Antes de esta publicación, y aunque el Pacific Economic Cooperation Council –PECC– se había creado en 1980, lo asiático llamaba poco la atención por estas latitudes. Ahora bien, como este es un país de paradojas, la propuesta de que Colombia mirara hacia el occidente y se abriera al Pacífico no provino del Valle del Cauca, que hubiera sido lo esperable. El impulso, el entusiasmo y la estrategia provinieron del departamento de Caldas, en cabeza de Luis Prieto Ocampo. Esto ocurrió durante el gobierno Barco. Fue entonces cuando se iniciaron las negociaciones para ser itidos en esa organización, esfuerzos que culminaron en 1994, cuando nos aceptaron.
Lo anterior coincidió con la creación de la APEC (Asia Pacific Economic Cooperation) en 1989, que nos llevó a adelantar un proceso paralelo. El tema pasó por un buen momento. Era noticia. Era foco de la academia, de la diplomacia y de la política. Pero no corrió la misma suerte entre la clase empresarial. El objetivo de APEC era crear una zona de libre comercio basada en las decisiones autónomas y no vinculantes de los participantes. Cada uno debía ofrecer la forma y el grado de apertura que ponía a disposición de todos los integrantes, lo cual es más fácil de ejecutar en Asia que aquí. La conclusión a la que se llegó fue que debíamos esperar a ver qué nos ofrecían y no a proponer. El resultado fue una pérdida de tiempo crucial que dejó en el aire el último intento de vinculación, a lo que se sumaron los efectos internacionales del Proceso 8.000; nos aislaron del escenario.
Menciono estos dos casos para auspiciar una reflexión sobre los argumentos que en aquellos tiempos nos cerraron puertas, y los más recientes, ahora que se habla de la vinculación de Colombia a la Franja y la Ruta de los chinos. Dos son particularmente difíciles de digerir. El primero, el descalificar cualquier negociación o trato con países “pecadores” según nuestro “criterio” (pregunto: ¿quién se salvaría?) Y el segundo, el poner en la picota las balanzas comerciales. Esto último me ha recordado el texto de la denuncia del Tratado de amistad, comercio y navegación suscrito entre nuestro gobierno y Japón en 1908.
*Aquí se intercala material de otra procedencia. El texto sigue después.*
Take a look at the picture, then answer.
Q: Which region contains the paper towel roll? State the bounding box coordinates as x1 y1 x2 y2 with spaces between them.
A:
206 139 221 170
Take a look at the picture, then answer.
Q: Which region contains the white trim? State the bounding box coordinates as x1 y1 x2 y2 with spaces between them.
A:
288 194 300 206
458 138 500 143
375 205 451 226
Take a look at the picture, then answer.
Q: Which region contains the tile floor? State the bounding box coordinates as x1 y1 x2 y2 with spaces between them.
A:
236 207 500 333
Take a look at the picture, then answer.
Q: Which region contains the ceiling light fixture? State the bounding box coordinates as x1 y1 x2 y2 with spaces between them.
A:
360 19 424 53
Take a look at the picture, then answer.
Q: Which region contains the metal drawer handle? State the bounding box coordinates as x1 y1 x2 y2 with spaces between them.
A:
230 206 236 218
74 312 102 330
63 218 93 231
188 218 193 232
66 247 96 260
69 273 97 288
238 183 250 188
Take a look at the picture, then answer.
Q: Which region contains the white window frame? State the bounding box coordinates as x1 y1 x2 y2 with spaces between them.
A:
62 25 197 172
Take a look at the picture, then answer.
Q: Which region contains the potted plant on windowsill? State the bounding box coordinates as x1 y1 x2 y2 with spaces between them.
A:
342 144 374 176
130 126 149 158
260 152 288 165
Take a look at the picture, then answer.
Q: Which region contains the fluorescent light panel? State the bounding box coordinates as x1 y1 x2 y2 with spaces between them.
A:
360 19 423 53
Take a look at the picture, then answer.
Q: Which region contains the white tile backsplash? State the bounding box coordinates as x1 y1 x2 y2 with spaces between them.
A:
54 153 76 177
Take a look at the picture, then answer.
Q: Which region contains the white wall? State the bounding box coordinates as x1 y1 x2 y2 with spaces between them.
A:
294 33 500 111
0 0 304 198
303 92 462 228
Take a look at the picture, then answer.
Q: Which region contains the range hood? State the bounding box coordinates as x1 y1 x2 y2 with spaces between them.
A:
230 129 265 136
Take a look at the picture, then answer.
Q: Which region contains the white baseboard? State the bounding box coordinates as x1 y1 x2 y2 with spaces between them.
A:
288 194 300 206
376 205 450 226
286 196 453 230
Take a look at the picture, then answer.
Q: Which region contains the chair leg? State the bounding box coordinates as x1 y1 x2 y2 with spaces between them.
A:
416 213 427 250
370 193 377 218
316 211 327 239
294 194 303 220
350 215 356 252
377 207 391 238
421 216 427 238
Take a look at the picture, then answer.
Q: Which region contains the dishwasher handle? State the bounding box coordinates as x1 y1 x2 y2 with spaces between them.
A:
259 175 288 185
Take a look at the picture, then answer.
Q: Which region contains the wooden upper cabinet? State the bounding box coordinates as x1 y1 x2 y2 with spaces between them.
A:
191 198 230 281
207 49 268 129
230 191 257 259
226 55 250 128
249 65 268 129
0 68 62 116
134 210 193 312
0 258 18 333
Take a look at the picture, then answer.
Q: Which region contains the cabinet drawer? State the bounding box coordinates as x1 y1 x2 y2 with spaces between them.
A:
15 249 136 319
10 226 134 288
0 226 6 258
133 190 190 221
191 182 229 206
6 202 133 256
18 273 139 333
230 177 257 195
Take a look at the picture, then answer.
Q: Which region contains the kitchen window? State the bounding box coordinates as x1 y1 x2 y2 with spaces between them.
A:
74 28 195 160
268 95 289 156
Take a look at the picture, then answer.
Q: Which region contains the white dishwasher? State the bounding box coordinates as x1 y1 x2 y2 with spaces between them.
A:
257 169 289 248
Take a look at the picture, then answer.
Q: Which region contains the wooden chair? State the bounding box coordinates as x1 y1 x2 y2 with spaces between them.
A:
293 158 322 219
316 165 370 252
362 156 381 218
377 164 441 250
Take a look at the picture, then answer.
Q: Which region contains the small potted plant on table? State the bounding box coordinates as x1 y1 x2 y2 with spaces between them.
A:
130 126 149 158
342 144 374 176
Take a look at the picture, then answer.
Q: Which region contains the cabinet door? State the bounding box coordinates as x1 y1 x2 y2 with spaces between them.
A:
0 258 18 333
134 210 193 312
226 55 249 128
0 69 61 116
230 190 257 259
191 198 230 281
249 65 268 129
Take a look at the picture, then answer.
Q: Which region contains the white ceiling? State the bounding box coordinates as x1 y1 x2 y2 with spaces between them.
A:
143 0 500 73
Corrían las primeras semanas del primer gobierno de López Pumarejo, cuando el canciller Roberto Urdaneta, el 30 de octubre de 1934, denunció el tratado con los japoneses. Sus argumentos: “Las estadísticas en los primeros ocho meses de este año muestran un aumento muy cuantioso de las ventas del Japón a Colombia, que se están sosteniendo en un promedio de más de $ 300.000 mensuales, y pueden alcanzar para 1934 un total de $ 4.000.000. En cambio, las ventas de Colombia no han dejado de ser insignificantes, como en años anteriores, y la salida de oro que representa la cuantiosa importación japonesa no tiene así el contrapeso de cambios internacionales provenientes del consumo de nuestros productos, por parte de Japón”.
Insinuaba Urdaneta, eso sí, que si los japoneses desarrollaran productos que interesaran a los consumidores de ese país, estaríamos dispuestos a colaborar en la construcción de tales exportaciones. De este círculo, que en varias ocasiones he denominado el “síndrome Urdaneta”, no hemos logrado salir.
Zhu Jingyang, embajador de China en Colombia, en reciente entrevista nos describió como un sociedad conservadora y tímida, conforme con el statu quo. Pienso que, si hemos de promover el debate, podríamos empezar por esto.